The government is committed to meeting fiscal deficit target and continuing on the path of economic reforms, he said during his meeting with major foreign institutional investors and companies here.
For 2015-16, the government aims to restrict fiscal deficit to Rs 5.55 lakh crore, or 3.9 per cent of GDP.
He said implementation of Goods and Services Tax (GST) is very high on the government's priority list.
However, the Narendra Modi-led NDA government could not get the Constitution Amendment Bill on GST passed in Parliament during the monsoon session due to stiff opposition.
The government had set a deadline of April 1, 2016 for the implementation of GST, which seems unlikely.
GST, a comprehensive indirect tax reform that will subsume excise and service tax and other local levies, has been hanging fire since 2006-07.
During the meeting, the issues relating to development of corporate bond market, currency derivatives market and further liberalisation of the external commercial borrowing policy, including rupee-denominated offshore bonds, were raised by the investors.
China had been a significant contributor to the global growth in the past decade.
Jaitley said India would look forward to enhancing its engagement with China and Hong Kong SAR in economic investment and trade areas, an official statement read.
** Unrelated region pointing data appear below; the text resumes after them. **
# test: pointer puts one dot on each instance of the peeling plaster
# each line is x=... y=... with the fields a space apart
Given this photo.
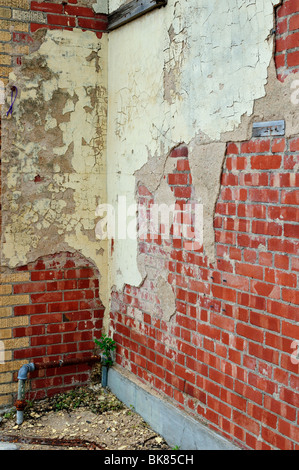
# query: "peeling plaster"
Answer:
x=191 y=72
x=54 y=151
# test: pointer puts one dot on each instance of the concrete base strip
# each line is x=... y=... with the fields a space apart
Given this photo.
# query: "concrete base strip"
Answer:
x=177 y=428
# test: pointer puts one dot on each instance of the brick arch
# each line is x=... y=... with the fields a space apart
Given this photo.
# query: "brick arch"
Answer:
x=55 y=313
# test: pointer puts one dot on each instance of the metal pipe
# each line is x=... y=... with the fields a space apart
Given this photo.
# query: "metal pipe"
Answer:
x=30 y=367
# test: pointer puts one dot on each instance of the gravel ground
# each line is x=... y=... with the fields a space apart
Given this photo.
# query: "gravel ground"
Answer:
x=87 y=418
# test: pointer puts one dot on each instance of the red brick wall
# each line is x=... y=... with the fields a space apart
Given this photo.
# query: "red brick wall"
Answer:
x=65 y=315
x=69 y=16
x=287 y=38
x=226 y=355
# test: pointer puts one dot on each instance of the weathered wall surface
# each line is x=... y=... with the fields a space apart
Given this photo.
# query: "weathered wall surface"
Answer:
x=186 y=73
x=213 y=328
x=53 y=159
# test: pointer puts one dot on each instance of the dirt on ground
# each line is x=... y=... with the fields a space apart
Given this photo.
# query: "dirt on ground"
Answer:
x=86 y=418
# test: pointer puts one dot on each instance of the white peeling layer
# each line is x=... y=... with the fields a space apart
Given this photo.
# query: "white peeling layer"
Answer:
x=187 y=68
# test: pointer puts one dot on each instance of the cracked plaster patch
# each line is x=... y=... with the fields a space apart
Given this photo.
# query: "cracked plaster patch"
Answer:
x=54 y=150
x=187 y=73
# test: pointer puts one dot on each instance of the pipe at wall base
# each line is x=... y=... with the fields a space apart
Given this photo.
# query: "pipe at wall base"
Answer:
x=30 y=367
x=22 y=377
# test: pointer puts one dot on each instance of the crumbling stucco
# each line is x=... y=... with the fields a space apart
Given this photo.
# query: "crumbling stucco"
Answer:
x=190 y=72
x=54 y=150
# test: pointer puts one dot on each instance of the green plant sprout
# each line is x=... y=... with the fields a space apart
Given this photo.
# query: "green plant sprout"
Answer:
x=107 y=345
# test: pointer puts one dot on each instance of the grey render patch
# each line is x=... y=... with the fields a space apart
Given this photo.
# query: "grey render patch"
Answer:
x=177 y=428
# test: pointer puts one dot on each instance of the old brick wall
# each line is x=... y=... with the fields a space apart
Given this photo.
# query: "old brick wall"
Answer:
x=229 y=354
x=226 y=354
x=287 y=38
x=49 y=309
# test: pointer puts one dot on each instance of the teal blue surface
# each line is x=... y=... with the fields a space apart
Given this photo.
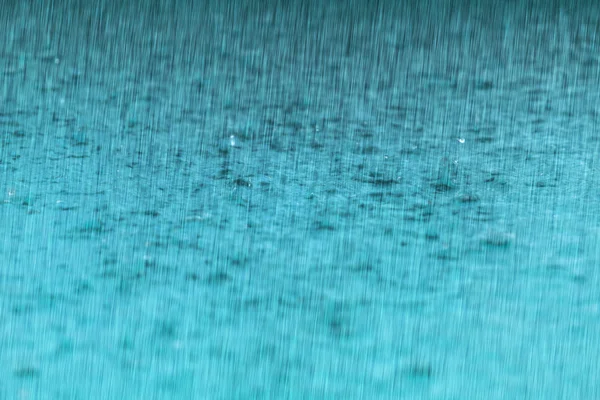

Seeking investment in the development of 100 smart cities, he said there is a large potential for Hong Kong services sector companies in collaboration with Indian firms.
Members of HKTDC raised issues relating to their participation in metro rail projects in India, power sector investments from China and supply of architectural and consultancy services from Hong Kong to India.
At another event, Jaitley addressed the Indian community in Hong Kong and highlighted that India is moving in the right direction to realise its true potential and due place in the world.
On the second day of his official visit to Hong Kong tomorrow, the Finance Minister will hold a breakfast meeting with the investors.